White House downplays role of race

So far, the reaction from the White House has been to downplay the role of race – an indication of real concern that too much name-calling could light a powder keg of opposition from a middle America that doesn’t see itself as racist. At his briefing Wednesday, White House spokesman Robert Gibbs said Mr. Obama doesn't think that criticism of his policies is "based on the color of his skin."

But it’s a conversation this former slave-holding nation may not be able to avoid, especially given 200 years of pent-up frustration, fueled by both real and perceived slights on a personal level for many Americans.

“In some sense, you are talking about people who are completely lost to the president, but will this make them dig in deeper? That could well be,” says Thomas Pettigrew, a social psychologist at the University of California-Santa Cruz, who studies American race relations. “But it could also bolster people who voted for Obama to further support him, because they’re saying, ‘I’m not racist.’ ”

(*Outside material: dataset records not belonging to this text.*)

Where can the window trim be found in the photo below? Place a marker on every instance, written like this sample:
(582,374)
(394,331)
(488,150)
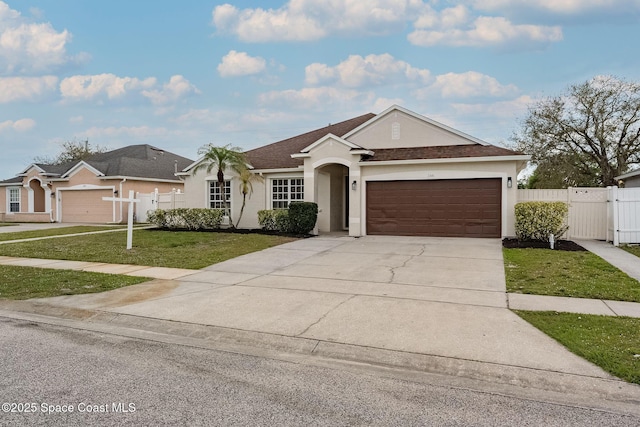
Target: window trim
(288,199)
(214,183)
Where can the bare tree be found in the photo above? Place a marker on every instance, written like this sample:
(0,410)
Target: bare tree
(591,133)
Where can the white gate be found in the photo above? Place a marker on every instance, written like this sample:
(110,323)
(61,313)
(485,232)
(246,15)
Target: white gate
(587,218)
(611,213)
(624,212)
(588,213)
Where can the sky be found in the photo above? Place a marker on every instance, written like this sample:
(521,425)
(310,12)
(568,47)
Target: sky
(179,75)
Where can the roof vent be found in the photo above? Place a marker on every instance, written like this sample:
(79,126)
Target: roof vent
(395,130)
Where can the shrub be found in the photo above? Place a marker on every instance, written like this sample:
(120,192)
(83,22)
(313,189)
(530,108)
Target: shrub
(191,219)
(303,216)
(275,220)
(537,220)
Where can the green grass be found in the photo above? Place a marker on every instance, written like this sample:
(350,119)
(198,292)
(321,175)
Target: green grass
(54,232)
(567,274)
(150,247)
(635,250)
(613,343)
(30,282)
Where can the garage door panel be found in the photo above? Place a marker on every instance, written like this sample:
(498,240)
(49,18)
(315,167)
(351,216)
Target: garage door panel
(86,206)
(443,208)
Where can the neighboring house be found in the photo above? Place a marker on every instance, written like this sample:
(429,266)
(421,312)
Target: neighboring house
(395,173)
(631,179)
(73,192)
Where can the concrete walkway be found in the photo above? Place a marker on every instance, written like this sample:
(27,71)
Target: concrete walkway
(617,257)
(433,304)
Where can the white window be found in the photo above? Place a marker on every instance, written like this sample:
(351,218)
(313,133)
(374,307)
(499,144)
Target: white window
(14,200)
(285,191)
(215,201)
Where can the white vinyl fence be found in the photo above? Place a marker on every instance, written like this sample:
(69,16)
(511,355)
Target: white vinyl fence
(611,214)
(152,201)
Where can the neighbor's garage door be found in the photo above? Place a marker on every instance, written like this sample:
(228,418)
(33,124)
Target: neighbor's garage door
(447,208)
(86,206)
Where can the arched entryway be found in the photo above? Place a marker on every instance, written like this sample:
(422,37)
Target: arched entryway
(333,198)
(38,203)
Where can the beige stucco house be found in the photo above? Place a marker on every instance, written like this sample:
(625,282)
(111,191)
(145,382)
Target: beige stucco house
(396,173)
(73,192)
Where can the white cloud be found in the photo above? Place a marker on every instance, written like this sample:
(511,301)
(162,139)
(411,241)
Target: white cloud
(467,85)
(128,131)
(240,64)
(89,87)
(177,87)
(21,125)
(314,98)
(27,47)
(305,20)
(456,27)
(358,71)
(26,88)
(508,109)
(308,20)
(560,7)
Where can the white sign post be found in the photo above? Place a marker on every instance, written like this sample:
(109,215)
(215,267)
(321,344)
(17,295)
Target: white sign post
(131,201)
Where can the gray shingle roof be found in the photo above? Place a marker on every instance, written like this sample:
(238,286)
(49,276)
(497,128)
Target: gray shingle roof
(278,154)
(440,152)
(141,161)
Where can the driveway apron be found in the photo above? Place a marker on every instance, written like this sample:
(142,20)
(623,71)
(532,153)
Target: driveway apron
(430,296)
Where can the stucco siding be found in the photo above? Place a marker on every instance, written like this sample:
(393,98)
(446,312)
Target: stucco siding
(398,130)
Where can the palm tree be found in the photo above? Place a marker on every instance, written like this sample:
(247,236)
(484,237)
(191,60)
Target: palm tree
(247,178)
(222,158)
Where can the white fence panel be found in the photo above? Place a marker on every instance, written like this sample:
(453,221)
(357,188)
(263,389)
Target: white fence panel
(146,204)
(588,213)
(611,214)
(626,214)
(173,200)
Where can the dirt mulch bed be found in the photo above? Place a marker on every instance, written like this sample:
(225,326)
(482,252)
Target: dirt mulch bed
(561,245)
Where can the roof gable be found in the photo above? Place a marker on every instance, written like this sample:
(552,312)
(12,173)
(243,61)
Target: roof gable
(278,154)
(398,127)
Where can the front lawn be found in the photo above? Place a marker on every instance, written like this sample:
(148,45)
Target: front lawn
(567,274)
(60,231)
(155,248)
(30,282)
(635,249)
(613,343)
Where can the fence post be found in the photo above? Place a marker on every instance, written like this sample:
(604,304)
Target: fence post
(614,200)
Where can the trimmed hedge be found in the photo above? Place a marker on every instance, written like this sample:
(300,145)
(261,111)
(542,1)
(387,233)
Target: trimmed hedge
(537,220)
(303,216)
(191,219)
(274,220)
(300,218)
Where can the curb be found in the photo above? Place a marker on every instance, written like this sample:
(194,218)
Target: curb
(598,393)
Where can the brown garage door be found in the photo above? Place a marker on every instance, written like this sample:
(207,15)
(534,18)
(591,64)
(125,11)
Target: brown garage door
(86,206)
(447,208)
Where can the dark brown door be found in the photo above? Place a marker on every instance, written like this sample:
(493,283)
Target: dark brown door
(445,208)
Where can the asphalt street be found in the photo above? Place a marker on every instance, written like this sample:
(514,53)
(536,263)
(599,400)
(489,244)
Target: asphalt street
(108,379)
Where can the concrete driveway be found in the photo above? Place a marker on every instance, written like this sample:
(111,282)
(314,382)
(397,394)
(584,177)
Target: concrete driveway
(439,298)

To many liberals, Representative Wilson’s outburst while Obama was addressing Congress marked the opening of long-held beliefs that opposition to Obama – despite his presidential victory – has much to do with the fact that he’s black.

New York Times columnist Maureen Dowd said Wilson could easily have tacked on the word “boy” to his “You lie” yell, pointing out his ties to the Sons of Confederate Veterans.

She quoted Don Fowler, a South Carolina political scientist, as saying, “My father used to say to me, ‘Boy, don’t get above your raising.’ Some people are prejudiced anyway, and then they look at [Obama’s] education and mannerisms and get more angry at him.”

Rep. Hank Johnson (D) of Georgia went much further. He said Wilson’s subtle support of racist attitudes, if not rebuked, could spark people donning “white hoods again and riding through the countryside.”